Summary: We say God is all-powerful, but when push comes to shove are we ready to put all our faith in Him? Is believing in God a risk?
President John F. Kennedy once said, “There are risks and costs to a program of action. But they are far less than the long-range risks and costs of comfortable inaction.” History is strewn with people who took risks and in so doing they changed the course of history. It is something we don’t like doing very much, but only those who take them do great things. Most of us limit our risk taking to trying a new restaurant or taking a different way home from work. We love to be comfortable and we like things to generally stay the same. Fear of change is very real and predominant in our decision-making, but when we read through the bible we see people who took great risks and saw great rewards. God asks His people to risk thinking as big as He does and the results are monumental. I want to challenge you this morning to be the risk takers God has called us to be.
1) Godly risk is motivated by faith (vs 1a)
Up to this point in the bible Abram was only known as one of the sons of Terah. No special birth or amazing prophecies over his life, just a man who was part of a family, married to Sarai and had just finished moving to a new place. One thing becomes very clear though as you begin reading chapter 12, Abram was a man who had relationship with God. Not only can we deduce from the beginning of this verse that God was speaking to him, but Abram was hearing it. God was about to ask Abram to risk everything to follow a promise and go to a place that God would show him later. Abram was ready to take the risk because he had faith (Heb. 11:6-10).
James Garfield, the 20th President of the USA, once said, “The men who succeed best in public life are those who take the risk of standing by their own convictions.” Faith is foundational in seeing God do great and amazing things. We see this time and time again in the scriptures, but we don’t like to put ourselves too far out there. This goes to underline the fact that you can’t take godly risks on the faith of others; it just doesn’t work. This journey of deep conviction begins at salvation and it continues until the day you see God face to face. We should continually be moving forward in boldness. If God came and spoke to you today would you be willing to risk everything based solely on faith that if God’s asking then it’s something I must do and trust him for the rest? Great moves of God begin with great faith!
2) Godly risk always involves change (vs 1b)
It should come as no surprise that God proceeds to ask Abram to leave everything: family, friends and home for something greater. Not only did God want an expression of faith, but also a willingness to follow and change. Abram probably had a nice place, probably supported the local footy team, had a good job, but God had more in store for this young Jewish man and his family. Abram would have to move to a place that he was not yet aware of so that God could fulfill certain promises in his life.
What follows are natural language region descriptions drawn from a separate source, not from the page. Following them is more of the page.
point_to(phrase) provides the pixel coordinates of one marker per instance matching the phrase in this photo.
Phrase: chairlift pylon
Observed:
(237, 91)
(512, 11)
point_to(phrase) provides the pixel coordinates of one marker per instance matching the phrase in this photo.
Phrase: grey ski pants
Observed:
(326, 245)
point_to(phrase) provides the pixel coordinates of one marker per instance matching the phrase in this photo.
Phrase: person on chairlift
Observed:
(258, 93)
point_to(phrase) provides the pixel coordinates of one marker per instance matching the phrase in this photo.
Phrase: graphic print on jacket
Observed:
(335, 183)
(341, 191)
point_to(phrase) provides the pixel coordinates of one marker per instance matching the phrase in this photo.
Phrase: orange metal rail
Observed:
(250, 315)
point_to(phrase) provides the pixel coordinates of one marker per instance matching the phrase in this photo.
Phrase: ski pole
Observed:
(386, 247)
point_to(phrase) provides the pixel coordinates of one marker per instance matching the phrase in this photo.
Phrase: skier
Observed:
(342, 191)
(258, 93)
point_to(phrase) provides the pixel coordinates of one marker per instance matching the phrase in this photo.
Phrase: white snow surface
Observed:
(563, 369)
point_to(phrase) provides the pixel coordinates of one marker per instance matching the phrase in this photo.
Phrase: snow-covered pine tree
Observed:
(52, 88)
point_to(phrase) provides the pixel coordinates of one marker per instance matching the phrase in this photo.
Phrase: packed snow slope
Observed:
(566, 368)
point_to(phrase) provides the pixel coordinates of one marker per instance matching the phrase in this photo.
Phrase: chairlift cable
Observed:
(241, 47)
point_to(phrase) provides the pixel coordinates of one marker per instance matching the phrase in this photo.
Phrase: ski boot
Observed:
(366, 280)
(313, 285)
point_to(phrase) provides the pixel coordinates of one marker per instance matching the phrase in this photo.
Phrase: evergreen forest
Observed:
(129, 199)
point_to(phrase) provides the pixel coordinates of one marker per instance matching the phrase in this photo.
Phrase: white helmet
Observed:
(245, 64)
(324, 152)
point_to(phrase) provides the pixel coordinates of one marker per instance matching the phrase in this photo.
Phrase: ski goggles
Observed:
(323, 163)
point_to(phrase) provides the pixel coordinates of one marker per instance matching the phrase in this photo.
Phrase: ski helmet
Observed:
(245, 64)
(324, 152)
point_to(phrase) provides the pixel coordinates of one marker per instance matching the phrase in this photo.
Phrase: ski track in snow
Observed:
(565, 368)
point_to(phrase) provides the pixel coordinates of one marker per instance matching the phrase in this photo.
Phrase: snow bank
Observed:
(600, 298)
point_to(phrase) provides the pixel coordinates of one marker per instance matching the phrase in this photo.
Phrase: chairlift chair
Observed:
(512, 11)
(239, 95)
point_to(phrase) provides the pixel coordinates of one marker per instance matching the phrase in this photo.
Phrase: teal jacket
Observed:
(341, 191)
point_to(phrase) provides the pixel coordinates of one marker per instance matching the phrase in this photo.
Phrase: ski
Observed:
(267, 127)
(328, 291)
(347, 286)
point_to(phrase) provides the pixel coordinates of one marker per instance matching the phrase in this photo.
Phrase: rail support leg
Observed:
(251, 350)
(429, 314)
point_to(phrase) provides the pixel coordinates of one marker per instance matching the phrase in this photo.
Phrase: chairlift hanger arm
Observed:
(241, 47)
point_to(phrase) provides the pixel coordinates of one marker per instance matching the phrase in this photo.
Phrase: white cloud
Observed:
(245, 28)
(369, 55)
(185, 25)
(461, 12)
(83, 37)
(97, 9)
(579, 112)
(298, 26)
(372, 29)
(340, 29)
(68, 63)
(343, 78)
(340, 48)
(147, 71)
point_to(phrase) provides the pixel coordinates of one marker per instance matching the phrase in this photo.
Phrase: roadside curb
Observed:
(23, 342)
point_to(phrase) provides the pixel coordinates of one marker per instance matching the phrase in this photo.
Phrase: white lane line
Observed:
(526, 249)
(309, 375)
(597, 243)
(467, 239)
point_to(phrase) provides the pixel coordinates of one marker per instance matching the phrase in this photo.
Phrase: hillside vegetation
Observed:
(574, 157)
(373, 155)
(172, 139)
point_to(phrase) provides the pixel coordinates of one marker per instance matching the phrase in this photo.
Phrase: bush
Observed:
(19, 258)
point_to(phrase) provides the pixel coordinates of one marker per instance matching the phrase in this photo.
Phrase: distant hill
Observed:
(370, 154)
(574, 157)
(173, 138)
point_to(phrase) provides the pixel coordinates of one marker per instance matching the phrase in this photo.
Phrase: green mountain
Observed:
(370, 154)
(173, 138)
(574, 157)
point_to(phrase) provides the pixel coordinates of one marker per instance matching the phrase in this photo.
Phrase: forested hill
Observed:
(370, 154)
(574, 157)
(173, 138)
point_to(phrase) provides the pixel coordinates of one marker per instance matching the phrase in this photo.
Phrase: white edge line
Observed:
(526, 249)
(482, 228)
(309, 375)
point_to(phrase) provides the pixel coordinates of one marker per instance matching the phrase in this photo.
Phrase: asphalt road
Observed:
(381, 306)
It would have been so hard to make that change, to say goodbye to everything and everyone you know just on the word of God. God wanted to be the driving force behind His people and so he needed the beginnings of the nation of Israel to be grounded, not in a man, but in God’s ability to be true to His word and accomplish His will through men and women. This involved a great deal of change for Abram and Sarai.
How often to we love to get excited about what God wants to do. Yeah, woohoo, we want to see God move in power and might, but what if that means you giving up your house? Still want it? What if it means you giving up your free time to help someone else? What if it means you overcoming your fear and actually speaking to someone about Jesus? God moving in power sounds great, but how He accomplishes that is preferably done through someone else right. We don’t like the change factor, the letting go factor that will turn our lives upside down, but that is what God requires, like Jesus said to the rich young ruler in Luke 18. How much do you want to see God’s
3) Godly risk always has rewards (vs 2-3)
Abram was given a very special promise when God called him to leave. I will make you into a great nation and I will bless you; I will make your name great, and you will be a blessing. I will bless those who bless you, and whoever curses you I will curse; and all peoples on earth will be blessed through you.” Not a bad promise? How would you feel if God wanted all of the people of the world to be blessed through you? God was not challenging Abram just for the fun of it, God had a plan and He wanted to use Abram to make it come to pass. Through Abram the nation of Israel would be birthed into existence. Through Abram a great king would be born and through Abram a Savior would come to wash away the sins of the world, something of which you and I are receiving blessings from today. How many of you think that God came good on his promise to Abram?